- This Pittsburgh City Council voted last week to establish the Joint Task Force on Construction Industry Fraud, which will work to identify and combat “unfair trade practices, including tax fraud” among the city’s construction businesses.
- The resolution takes particular aim at construction companies that commit wage violations that result in underpayment or nonpayment of taxes, as well as too-low pay rates that prevent some workers from being able to support their families. The task force will not focus on the practice of hiring undocumented workers, however.
- The group will be made up of representatives from the city council; mayor’s office; Pittsburgh Regional Building and Construction Trades Council; Allegheny County District Attorney’s Office; Pennsylvania Department of Labor and Industry; and the city's Department of Permits, Licenses and Inspections.
According to the resolution, construction is the fastest-growing industry in Pittsburgh.
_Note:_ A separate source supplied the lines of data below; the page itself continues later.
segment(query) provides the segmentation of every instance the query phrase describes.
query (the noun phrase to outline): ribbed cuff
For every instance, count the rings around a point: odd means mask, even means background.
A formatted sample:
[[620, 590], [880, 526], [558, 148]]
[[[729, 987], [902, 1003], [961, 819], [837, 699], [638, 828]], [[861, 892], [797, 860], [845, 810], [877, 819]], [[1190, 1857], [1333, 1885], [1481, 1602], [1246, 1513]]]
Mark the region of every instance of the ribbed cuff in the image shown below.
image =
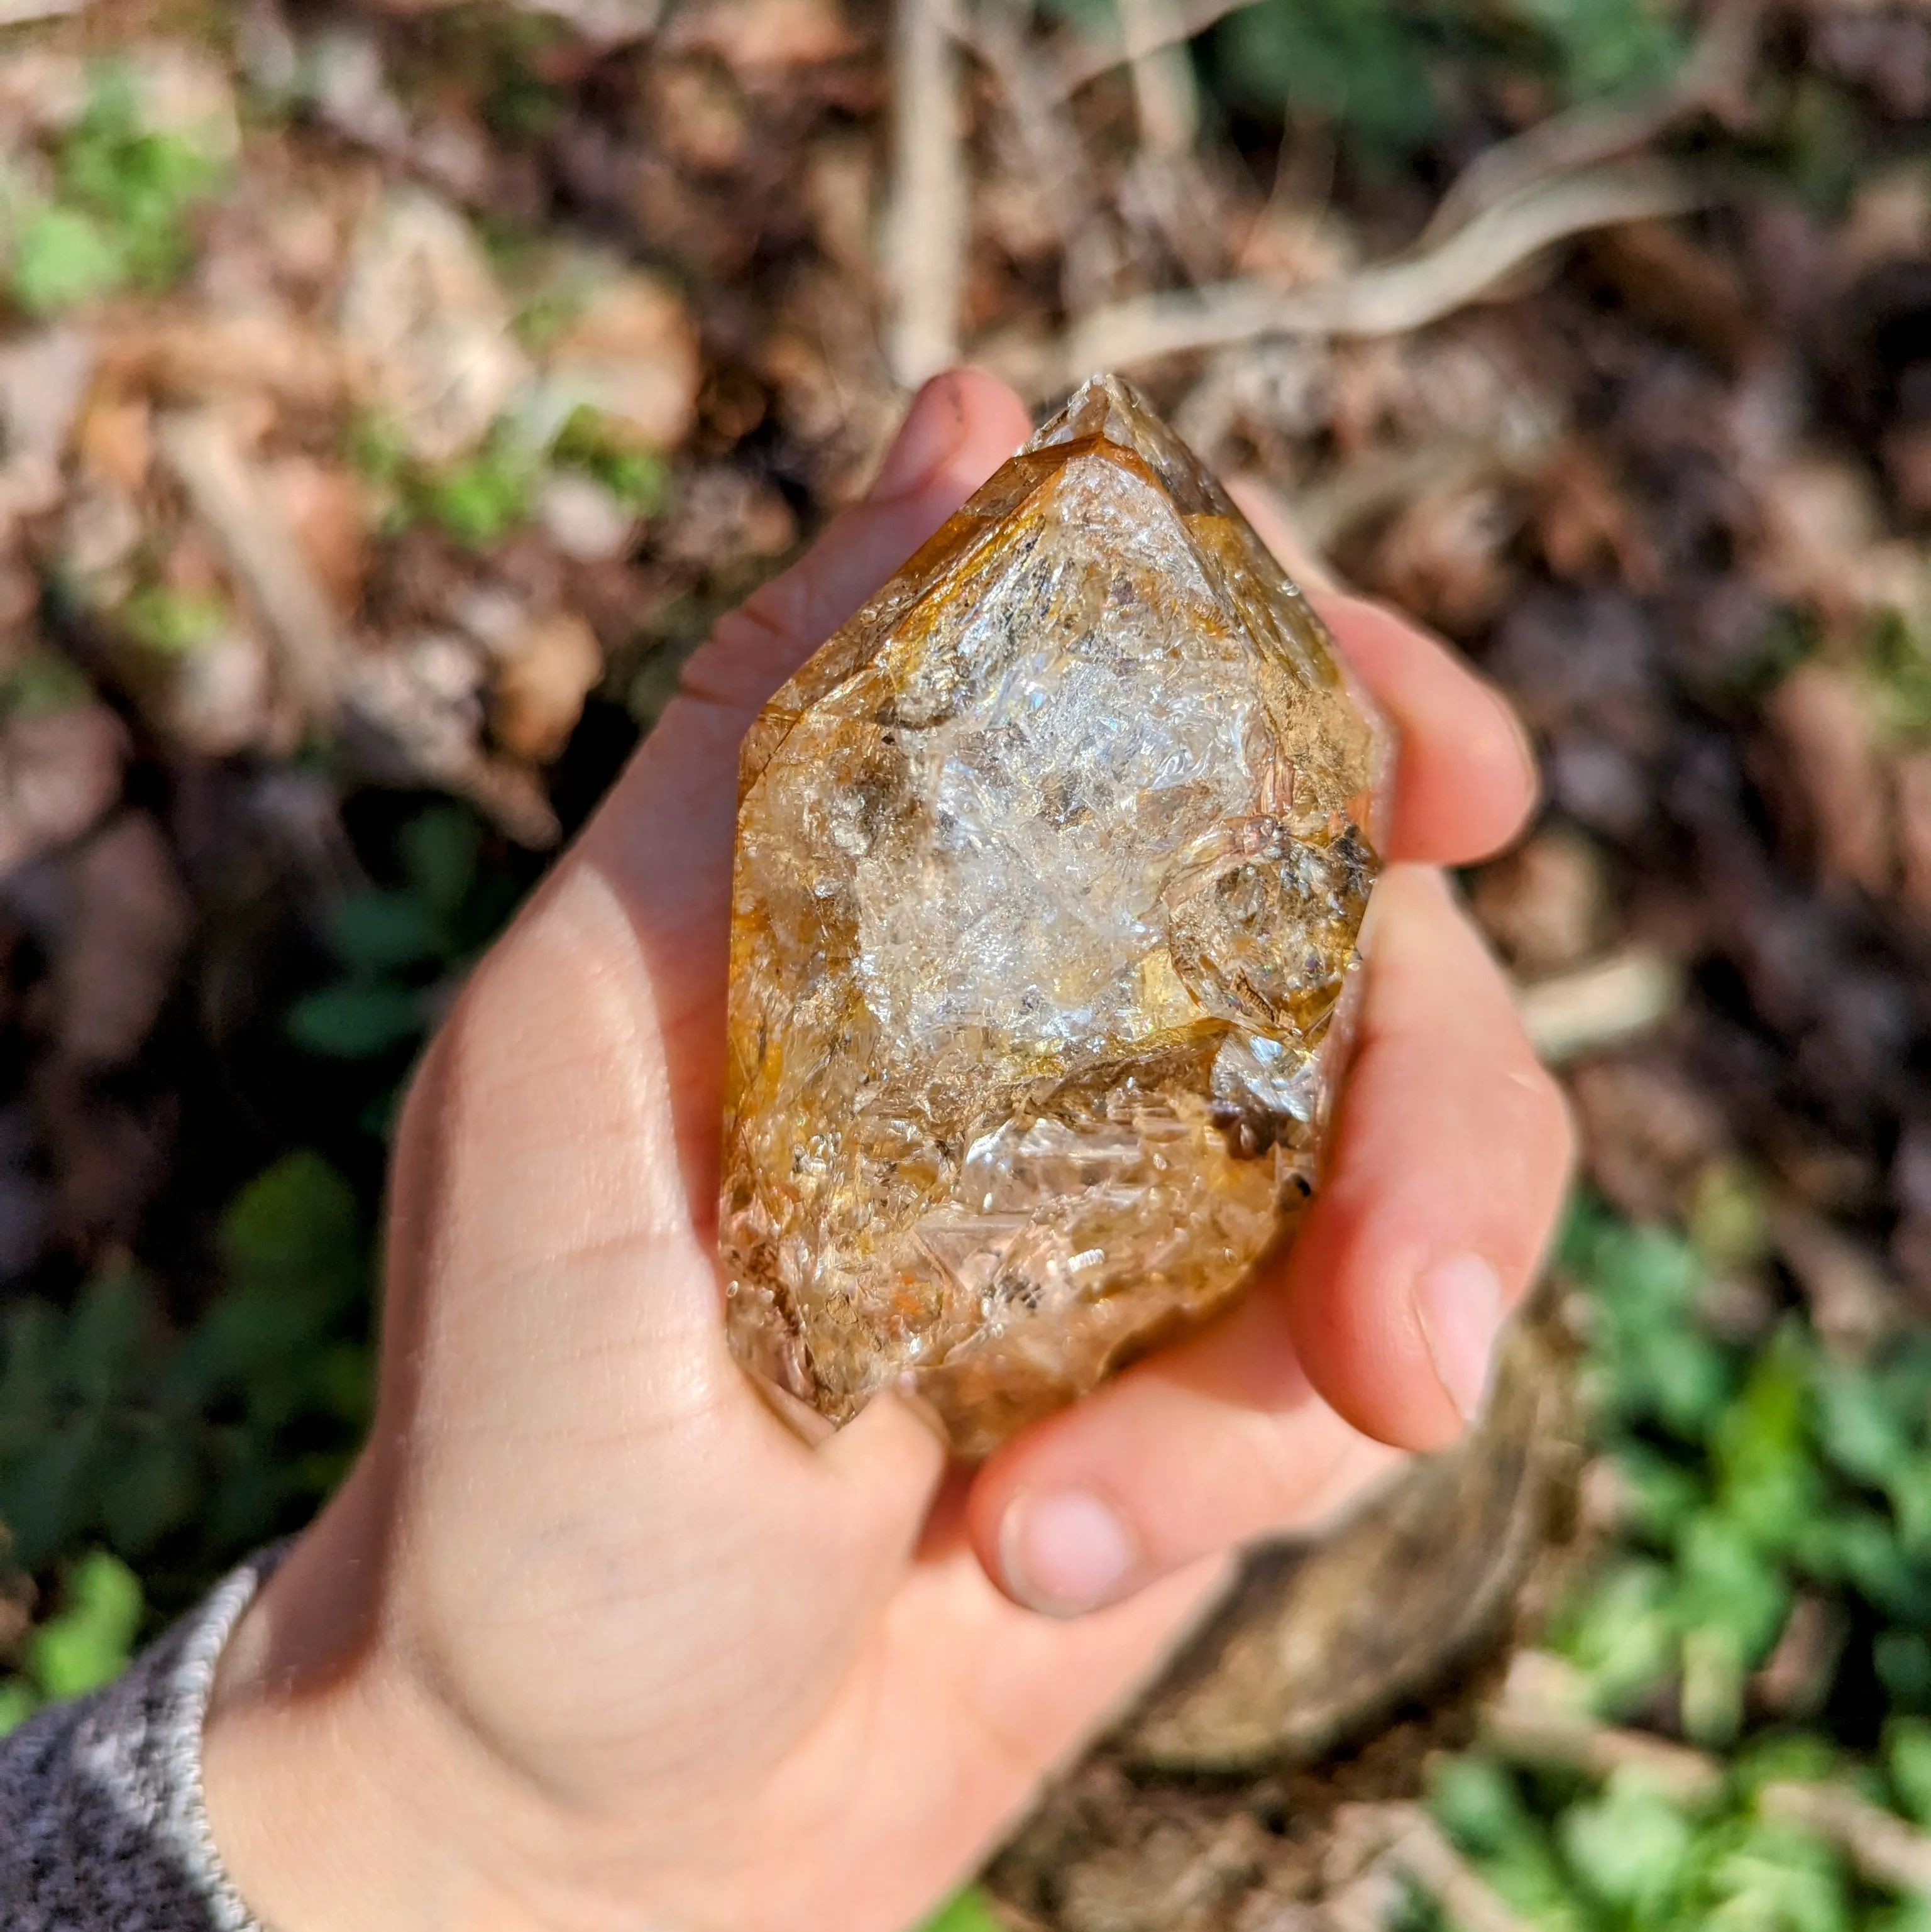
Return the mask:
[[266, 1932], [209, 1830], [201, 1735], [222, 1649], [282, 1554], [236, 1570], [106, 1688], [0, 1742], [7, 1932]]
It states that fraud-related violations of city ordinances not only threaten the health and safety of residents and workers but “threaten the viability” of businesses that operate legitimately. The group will review existing industry practices in Pittsburgh and then make code and policy recommendations to the council and mayor.
In the most recent global survey commissioned by corporate investigation and risk consulting firm Kroll, fraud incidents in the construction, engineering and infrastructure sectors increased the most year over year out of all sectors in the report, with 83% of industry respondents indicating that they had experienced some fraud-related incident. The most common types of fraud reported were information theft, loss or attack (33% of respondents); followed by regulatory or compliance breaches (30%); and vendor, supplier or procurement fraud (30%).
The most common perpetrators of fraud named by respondents were junior employees (47%); vendors and suppliers (38%); and senior or middle management employees (38%). Respondents felt most vulnerable to intellectual property theft, piracy and counterfeiting. In addition, fraud was most commonly revealed by a company insider, or "whistleblower,” the report found.
Manhattan's Construction Fraud Task Force, spearheaded by Manhattan District Attorney Cyrus Vance Jr., casts a wider net than Pittsburgh’s. Formed after the jobsite death of worker Carlos Moncayo, who died in a trench collapse, investigators pursue a wide variety of violations, including those related to safety, wage theft and public and private corruption. According to Vance’s office, wage theft alone accounts for $1 billion of lost earnings in New York State each year.
Most recently, Vance’s office announced the indictments of former Turner Construction Co. and Bloomberg LP executives on charges of conspiracy, bribery and bid-rigging during a renovation of Bloomberg’s New York City offices. The former project executives, as well as some subcontractors and vendors, are accused of trying to steal approximately $15 million from Bloomberg during the construction process via inflated subcontractor bids and fake work and change orders.